Nee, so geht das nicht. Wo bleibt denn da die Ordnung. Obwohl. Unordentlich sieht einfach besser aus, auch wenn eine höhere Ordnung dahinterstecken mag.

(Bild: Eleonore Schmitz, gemeinfrei (Creative Commons CC0))

Lesezeit: 7 Min.
Von
  • Hal Faber

Wie immer möchte die Wochenschau von Hal Faber den Blick für die Details schärfen: Die sonntägliche Wochenschau ist Kommentar, Ausblick und Analyse. Sie ist Rück- wie Vorschau zugleich.

Sicherheitsbahnhof

*** Das Kreuz des Südens war einstmals das wichtigste Sternzeichen für die Seefahrer, die in fremde Welten aufbrachen und die südlichen Meere befuhren. Vier funkelnde Sterne bildeten das uralte Wikingersymbol des Kreuzes, der vier Himmelsrichtungen mit dem Weltenpol in der Mitte. Heute ist das Kreuz des Südens das Zeichen für den Süden schlechthin und findet sich in den Flaggen von Brasilien und Australien. Verglichen mit dem erhabenen Kreuz des Südens ist das Südkreuz nur ein schlichter und ziemlich hässlicher Umsteigebahnhof in Berlin.

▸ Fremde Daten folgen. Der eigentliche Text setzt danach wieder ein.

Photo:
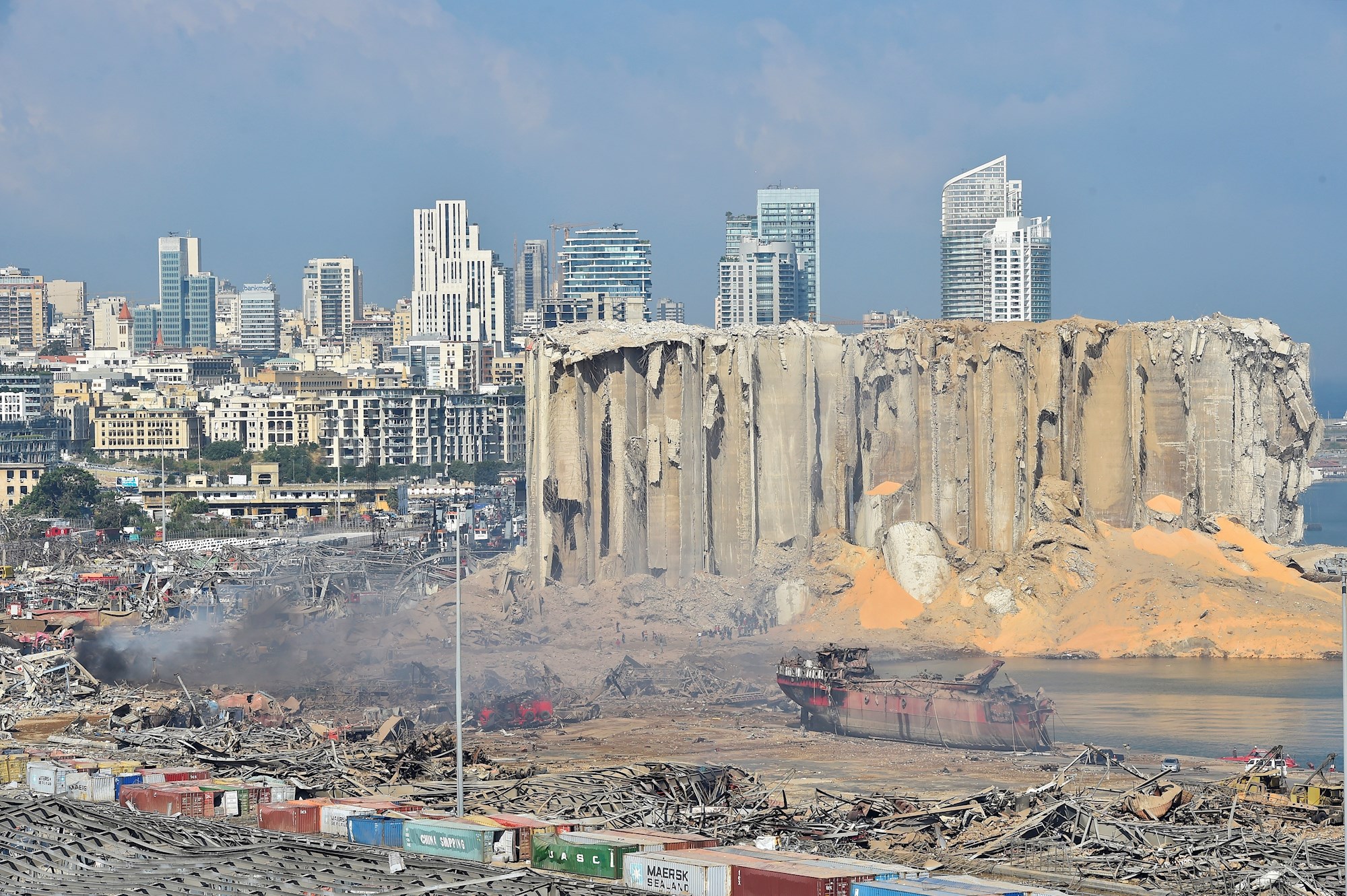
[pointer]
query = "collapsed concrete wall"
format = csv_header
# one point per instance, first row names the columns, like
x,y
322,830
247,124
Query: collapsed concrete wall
x,y
674,450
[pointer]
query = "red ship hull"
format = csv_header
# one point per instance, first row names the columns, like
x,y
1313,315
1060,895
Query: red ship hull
x,y
919,712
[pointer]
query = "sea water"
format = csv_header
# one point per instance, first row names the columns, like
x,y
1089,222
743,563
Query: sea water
x,y
1190,707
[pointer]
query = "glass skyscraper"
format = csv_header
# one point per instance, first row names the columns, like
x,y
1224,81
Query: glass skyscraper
x,y
971,206
790,214
611,261
737,228
180,259
259,320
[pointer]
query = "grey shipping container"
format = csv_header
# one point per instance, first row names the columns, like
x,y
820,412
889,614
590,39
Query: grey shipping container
x,y
935,887
643,843
882,871
673,872
48,778
95,789
456,840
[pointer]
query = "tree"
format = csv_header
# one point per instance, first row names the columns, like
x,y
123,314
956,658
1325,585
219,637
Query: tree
x,y
223,451
110,513
184,510
297,463
63,491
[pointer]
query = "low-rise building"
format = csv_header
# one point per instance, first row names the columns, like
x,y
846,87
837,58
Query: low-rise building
x,y
262,497
386,427
262,421
37,442
508,370
486,427
18,481
146,432
24,308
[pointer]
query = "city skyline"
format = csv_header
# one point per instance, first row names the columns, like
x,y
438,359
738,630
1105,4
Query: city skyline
x,y
1109,102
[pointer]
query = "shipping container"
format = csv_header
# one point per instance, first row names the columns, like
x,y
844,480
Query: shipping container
x,y
165,800
332,820
14,769
593,860
882,871
768,855
937,887
240,802
754,876
507,840
674,841
297,817
525,827
452,839
643,843
375,831
94,789
48,778
185,774
122,781
677,872
977,886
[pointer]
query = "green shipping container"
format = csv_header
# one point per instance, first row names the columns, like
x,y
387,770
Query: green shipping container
x,y
592,860
246,806
456,840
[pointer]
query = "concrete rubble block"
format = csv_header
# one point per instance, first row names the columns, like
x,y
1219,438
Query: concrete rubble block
x,y
793,600
914,553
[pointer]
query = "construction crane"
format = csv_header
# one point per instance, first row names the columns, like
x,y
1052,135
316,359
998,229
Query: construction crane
x,y
566,226
1323,796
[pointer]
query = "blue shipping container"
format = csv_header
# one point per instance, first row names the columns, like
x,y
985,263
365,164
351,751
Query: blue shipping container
x,y
934,887
125,780
375,831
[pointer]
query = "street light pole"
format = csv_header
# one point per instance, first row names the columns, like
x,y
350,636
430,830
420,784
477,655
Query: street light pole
x,y
459,661
164,498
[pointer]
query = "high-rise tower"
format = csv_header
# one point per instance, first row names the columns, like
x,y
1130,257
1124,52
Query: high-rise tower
x,y
333,295
971,206
1018,269
457,287
791,214
187,295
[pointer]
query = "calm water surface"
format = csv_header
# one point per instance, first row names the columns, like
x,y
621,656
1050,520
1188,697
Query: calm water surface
x,y
1326,505
1189,707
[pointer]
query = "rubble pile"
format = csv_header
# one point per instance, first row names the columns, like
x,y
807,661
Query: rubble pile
x,y
310,757
1150,837
670,796
632,679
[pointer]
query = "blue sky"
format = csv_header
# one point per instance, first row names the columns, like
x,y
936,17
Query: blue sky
x,y
1190,153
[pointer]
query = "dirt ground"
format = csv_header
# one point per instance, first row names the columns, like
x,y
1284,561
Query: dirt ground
x,y
771,745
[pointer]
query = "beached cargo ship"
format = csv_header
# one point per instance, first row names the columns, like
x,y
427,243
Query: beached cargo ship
x,y
840,692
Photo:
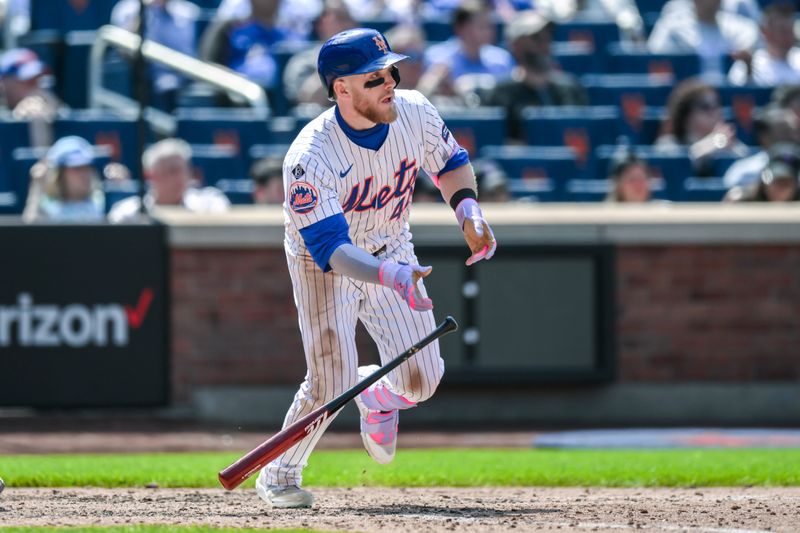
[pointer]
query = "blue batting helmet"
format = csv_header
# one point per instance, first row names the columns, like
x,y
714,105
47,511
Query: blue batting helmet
x,y
356,51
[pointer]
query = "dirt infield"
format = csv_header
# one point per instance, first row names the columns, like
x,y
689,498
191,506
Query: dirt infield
x,y
409,510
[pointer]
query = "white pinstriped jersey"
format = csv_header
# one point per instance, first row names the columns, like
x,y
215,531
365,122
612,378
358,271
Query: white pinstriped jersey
x,y
325,173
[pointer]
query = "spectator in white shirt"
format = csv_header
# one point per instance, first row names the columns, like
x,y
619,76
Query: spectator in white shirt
x,y
778,61
168,171
701,27
774,125
171,23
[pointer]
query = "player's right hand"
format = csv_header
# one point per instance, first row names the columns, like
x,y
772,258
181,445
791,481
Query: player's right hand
x,y
403,279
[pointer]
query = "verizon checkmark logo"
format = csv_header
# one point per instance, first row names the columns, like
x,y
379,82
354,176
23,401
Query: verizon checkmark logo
x,y
137,314
26,323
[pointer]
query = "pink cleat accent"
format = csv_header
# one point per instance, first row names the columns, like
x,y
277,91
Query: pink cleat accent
x,y
379,432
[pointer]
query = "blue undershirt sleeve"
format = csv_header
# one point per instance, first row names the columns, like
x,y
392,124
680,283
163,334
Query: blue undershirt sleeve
x,y
458,159
324,237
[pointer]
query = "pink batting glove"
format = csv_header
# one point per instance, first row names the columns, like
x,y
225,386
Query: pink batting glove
x,y
403,279
477,233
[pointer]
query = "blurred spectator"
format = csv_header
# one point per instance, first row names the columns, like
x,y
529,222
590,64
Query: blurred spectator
x,y
65,187
535,81
629,178
624,12
787,97
295,16
779,179
168,171
408,40
300,79
701,27
244,44
749,9
773,125
267,175
492,181
22,83
171,23
778,61
17,20
695,120
467,60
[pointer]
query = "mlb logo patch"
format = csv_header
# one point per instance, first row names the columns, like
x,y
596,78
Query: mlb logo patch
x,y
303,197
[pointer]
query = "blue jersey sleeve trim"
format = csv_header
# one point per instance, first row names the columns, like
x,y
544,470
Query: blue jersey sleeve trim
x,y
458,159
324,237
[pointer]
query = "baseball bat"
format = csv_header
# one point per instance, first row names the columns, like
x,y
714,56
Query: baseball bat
x,y
233,476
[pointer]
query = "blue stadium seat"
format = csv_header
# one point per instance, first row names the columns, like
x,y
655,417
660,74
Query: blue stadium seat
x,y
215,162
580,128
74,76
381,24
283,52
438,30
476,127
203,22
536,173
640,99
669,169
240,128
118,190
68,15
222,167
260,151
578,58
13,135
650,6
104,128
22,159
624,58
723,162
47,44
207,4
627,89
597,33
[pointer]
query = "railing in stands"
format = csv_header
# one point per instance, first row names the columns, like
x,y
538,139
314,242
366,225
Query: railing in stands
x,y
239,88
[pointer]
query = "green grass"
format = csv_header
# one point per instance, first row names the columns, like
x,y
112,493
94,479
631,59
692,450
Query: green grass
x,y
143,529
428,468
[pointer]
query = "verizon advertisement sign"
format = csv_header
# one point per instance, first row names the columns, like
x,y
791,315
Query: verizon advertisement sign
x,y
83,316
74,325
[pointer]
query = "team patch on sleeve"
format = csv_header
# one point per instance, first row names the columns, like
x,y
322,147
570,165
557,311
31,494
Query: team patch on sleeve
x,y
303,197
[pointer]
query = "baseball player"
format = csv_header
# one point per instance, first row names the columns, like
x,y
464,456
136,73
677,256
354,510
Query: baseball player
x,y
348,179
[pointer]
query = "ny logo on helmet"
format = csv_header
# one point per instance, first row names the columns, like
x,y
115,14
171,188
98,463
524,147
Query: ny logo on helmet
x,y
381,44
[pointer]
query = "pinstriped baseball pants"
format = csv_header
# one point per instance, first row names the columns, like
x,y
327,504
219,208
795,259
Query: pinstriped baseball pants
x,y
329,306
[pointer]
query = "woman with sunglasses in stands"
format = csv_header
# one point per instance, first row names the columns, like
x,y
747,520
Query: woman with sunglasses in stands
x,y
695,121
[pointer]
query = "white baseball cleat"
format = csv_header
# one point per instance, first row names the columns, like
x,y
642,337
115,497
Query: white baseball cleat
x,y
379,432
285,497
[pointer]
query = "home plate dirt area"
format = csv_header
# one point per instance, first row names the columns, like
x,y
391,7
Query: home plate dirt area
x,y
420,509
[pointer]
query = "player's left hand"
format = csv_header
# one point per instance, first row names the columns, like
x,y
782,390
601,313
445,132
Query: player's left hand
x,y
477,233
403,278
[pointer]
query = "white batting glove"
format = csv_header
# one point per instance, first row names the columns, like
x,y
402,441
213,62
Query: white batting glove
x,y
403,279
477,233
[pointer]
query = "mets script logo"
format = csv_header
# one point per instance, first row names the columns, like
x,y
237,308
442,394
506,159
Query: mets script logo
x,y
303,197
77,325
362,197
381,44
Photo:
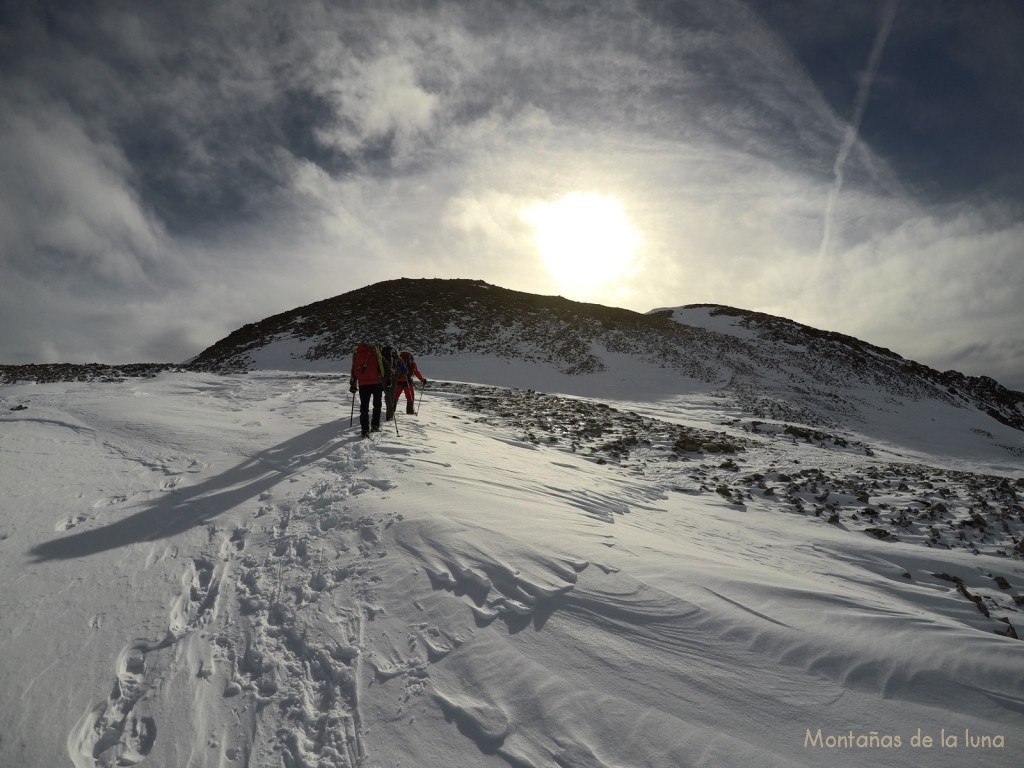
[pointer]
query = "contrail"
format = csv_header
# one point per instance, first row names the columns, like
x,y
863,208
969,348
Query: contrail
x,y
850,135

Aber er schimmert hell in den Plänen der Politik und der deutschen Bahn, denn er ist hochoffiziell ein "Sicherheitsbahnhof". Hier probierte die Bahn ihren neuen Beratungstresen aus, natürlich Sicherheitscounter genannt – und baute ihn nach wenigen Wochen wieder ab. Hier experimentieren Bundespolizei und Bundeskriminalamt mit "intelligenter Analysetechnik", besser bekannt als automatische Gesichtserkennung – und verlängern den Test um weitere sechs Monate, weil er so ungemein erfolgreich ist. 70 Prozent der rund 300 freiwilligen Testpersonen wurden zuverlässig im Gewimmel der Reisenden erkannt.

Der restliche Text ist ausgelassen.